Charles took a lighted wax candle from Nanon’s hand, – an Anjou candle, very yellow in color, and so shopworn that it looked like tallow and deceived Monsieur Grandet, who, incapable of suspecting its presence under his roof, did not perceive this magnificence.

“I will show you the way,” he said.

Instead of leaving the hall by the door which opened under the archway, Grandet ceremoniously went through the passage which divided the hall from the kitchen. A swing-door, furnished with a large oval pane of glass, shut this passage from the staircase, so as to fend off the cold air which rushed through it. But the north wind whistled none the less keenly in winter, and, in spite of the sand-bags at the bottom of the doors of the living-room, the temperature within could scarcely be kept at a proper height. Nanon went to bolt the outer door; then she closed the hall and let loose a wolf-dog, whose bark was so strangled that he seemed to have laryngitis. This animal, noted for his ferocity, recognized no one but Nanon; the two untutored children of the fields understood each other.

When Charles saw the yellow, smoke-stained walls of the well of the staircase, where each worm-eaten step shook under the heavy foot-fall of his uncle, his expectations began to sober more and more. He fancied himself in a hen-roost. His aunt and cousin, to whom he turned an inquiring look, were so used to the staircase that they did not guess the cause of his amazement, and took the glance for an expression of friendliness, which they answered by a smile that made him desperate.

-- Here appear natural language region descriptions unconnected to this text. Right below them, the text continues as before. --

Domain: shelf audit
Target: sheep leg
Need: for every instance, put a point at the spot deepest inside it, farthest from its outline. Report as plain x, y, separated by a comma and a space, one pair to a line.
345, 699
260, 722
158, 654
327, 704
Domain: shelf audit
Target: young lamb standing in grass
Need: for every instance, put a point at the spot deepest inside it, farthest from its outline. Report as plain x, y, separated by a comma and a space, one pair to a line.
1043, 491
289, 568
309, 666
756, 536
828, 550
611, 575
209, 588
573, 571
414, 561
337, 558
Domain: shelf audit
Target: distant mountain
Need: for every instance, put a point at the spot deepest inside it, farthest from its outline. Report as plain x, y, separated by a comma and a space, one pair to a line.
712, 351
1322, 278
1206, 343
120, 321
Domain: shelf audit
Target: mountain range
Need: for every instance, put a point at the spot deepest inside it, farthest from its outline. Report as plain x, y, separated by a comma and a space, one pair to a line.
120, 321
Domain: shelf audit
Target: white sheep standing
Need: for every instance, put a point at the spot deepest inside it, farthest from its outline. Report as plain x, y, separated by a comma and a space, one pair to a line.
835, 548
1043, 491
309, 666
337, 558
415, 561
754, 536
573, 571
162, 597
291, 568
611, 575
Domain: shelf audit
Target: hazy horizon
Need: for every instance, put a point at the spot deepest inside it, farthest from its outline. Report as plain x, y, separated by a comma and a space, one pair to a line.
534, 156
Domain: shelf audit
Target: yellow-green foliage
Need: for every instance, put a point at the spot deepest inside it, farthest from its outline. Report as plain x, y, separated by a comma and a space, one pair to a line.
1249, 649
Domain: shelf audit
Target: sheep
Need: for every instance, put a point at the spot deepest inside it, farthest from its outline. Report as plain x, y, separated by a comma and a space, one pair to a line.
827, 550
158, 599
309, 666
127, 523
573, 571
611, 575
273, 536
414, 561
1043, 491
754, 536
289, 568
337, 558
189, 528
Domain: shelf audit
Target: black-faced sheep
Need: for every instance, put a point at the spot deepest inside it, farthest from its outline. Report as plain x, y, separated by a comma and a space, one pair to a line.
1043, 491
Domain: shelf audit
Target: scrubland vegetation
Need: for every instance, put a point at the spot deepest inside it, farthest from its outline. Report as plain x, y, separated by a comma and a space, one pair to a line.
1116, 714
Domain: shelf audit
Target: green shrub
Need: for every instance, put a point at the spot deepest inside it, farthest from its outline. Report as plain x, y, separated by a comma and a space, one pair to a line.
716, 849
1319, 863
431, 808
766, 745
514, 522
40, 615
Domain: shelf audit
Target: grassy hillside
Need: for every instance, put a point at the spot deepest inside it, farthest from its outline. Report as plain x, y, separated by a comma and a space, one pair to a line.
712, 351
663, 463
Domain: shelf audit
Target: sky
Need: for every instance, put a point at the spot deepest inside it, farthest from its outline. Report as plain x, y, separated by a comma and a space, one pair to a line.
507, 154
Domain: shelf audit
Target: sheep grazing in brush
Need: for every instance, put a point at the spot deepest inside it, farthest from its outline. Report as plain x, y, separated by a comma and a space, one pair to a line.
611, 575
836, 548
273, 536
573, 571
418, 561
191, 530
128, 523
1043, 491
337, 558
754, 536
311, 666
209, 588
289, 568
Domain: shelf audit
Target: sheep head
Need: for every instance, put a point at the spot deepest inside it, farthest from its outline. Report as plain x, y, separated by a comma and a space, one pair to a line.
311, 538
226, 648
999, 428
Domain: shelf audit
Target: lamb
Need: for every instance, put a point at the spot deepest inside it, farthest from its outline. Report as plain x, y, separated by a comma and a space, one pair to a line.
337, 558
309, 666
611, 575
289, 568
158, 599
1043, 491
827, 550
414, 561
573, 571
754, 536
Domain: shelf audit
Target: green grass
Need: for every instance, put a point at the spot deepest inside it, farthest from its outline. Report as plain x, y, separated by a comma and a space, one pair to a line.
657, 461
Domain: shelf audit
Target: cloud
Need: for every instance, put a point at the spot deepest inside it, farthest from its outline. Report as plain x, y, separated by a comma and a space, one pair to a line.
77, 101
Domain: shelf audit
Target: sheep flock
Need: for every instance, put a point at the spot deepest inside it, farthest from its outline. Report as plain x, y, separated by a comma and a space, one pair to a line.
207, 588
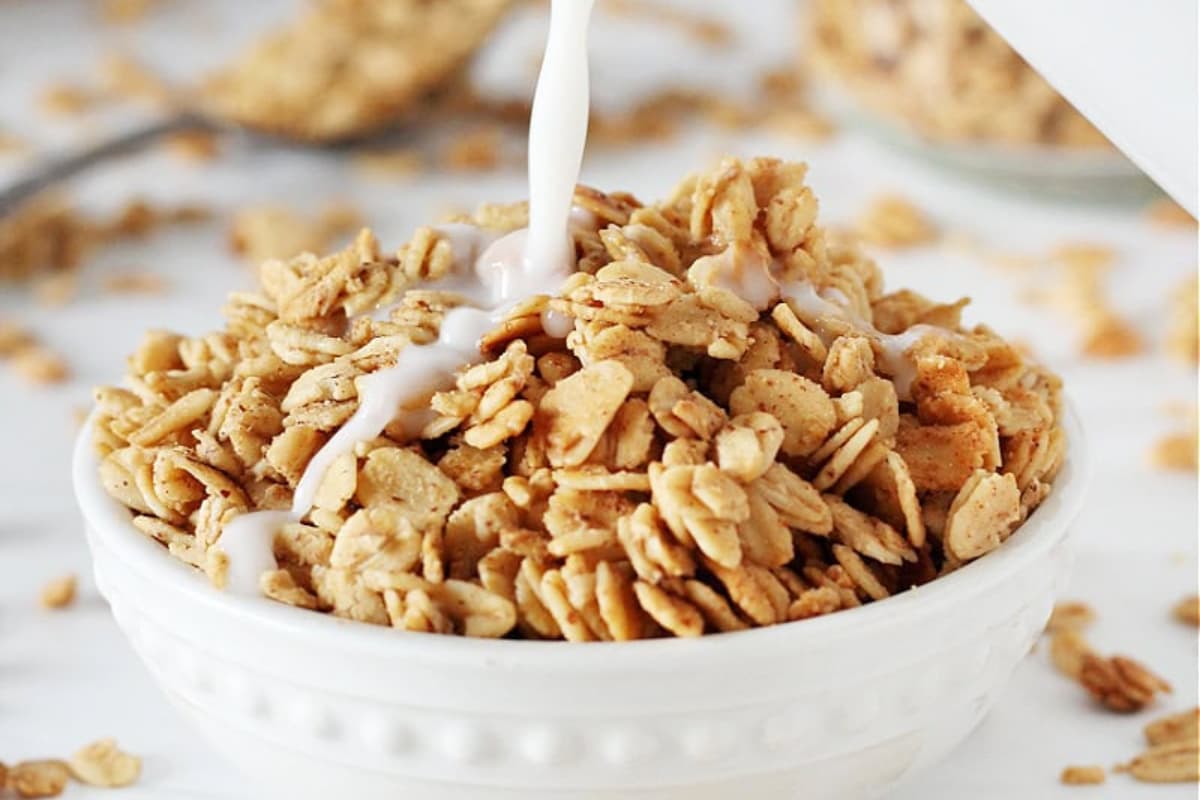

“Why the devil did my father send me to such a place?” he said to himself.

When they reached the first landing he saw three doors painted in Etruscan red and without casings, – doors sunk in the dusty walls and provided with iron bars, which in fact were bolts, each ending with the pattern of a flame, as did both ends of the long sheath of the lock. The first door at the top of the staircase, which opened into a room directly above the kitchen, was evidently walled up. In fact, the only entrance to that room was through Grandet’s bedchamber; the room itself was his office. The single window which lighted it, on the side of the court, was protected by a lattice of strong iron bars. No one, not even Madame Grandet, had permission to enter it. The old man chose to be alone, like an alchemist in his laboratory. There, no doubt, some hiding-place had been ingeniously constructed; there the title-deeds of property were stored; there hung the scales on which to weigh the louis; there were devised, by night and secretly, the estimates, the profits, the receipts, so that business men, finding Grandet prepared at all points, imagined that he got his cue from fairies or demons; there, no doubt, while Nanon’s loud snoring shook the rafters, while the wolf-dog watched and yawned in the courtyard, while Madame and Mademoiselle Grandet were quietly sleeping, came the old cooper to cuddle, to con over, to caress and clutch and clasp his gold. The walls were thick, the screens sure. He alone had the key of this laboratory, where – so people declared – he studied the maps on which his fruit-trees were marked, and calculated his profits to a vine, and almost to a twig.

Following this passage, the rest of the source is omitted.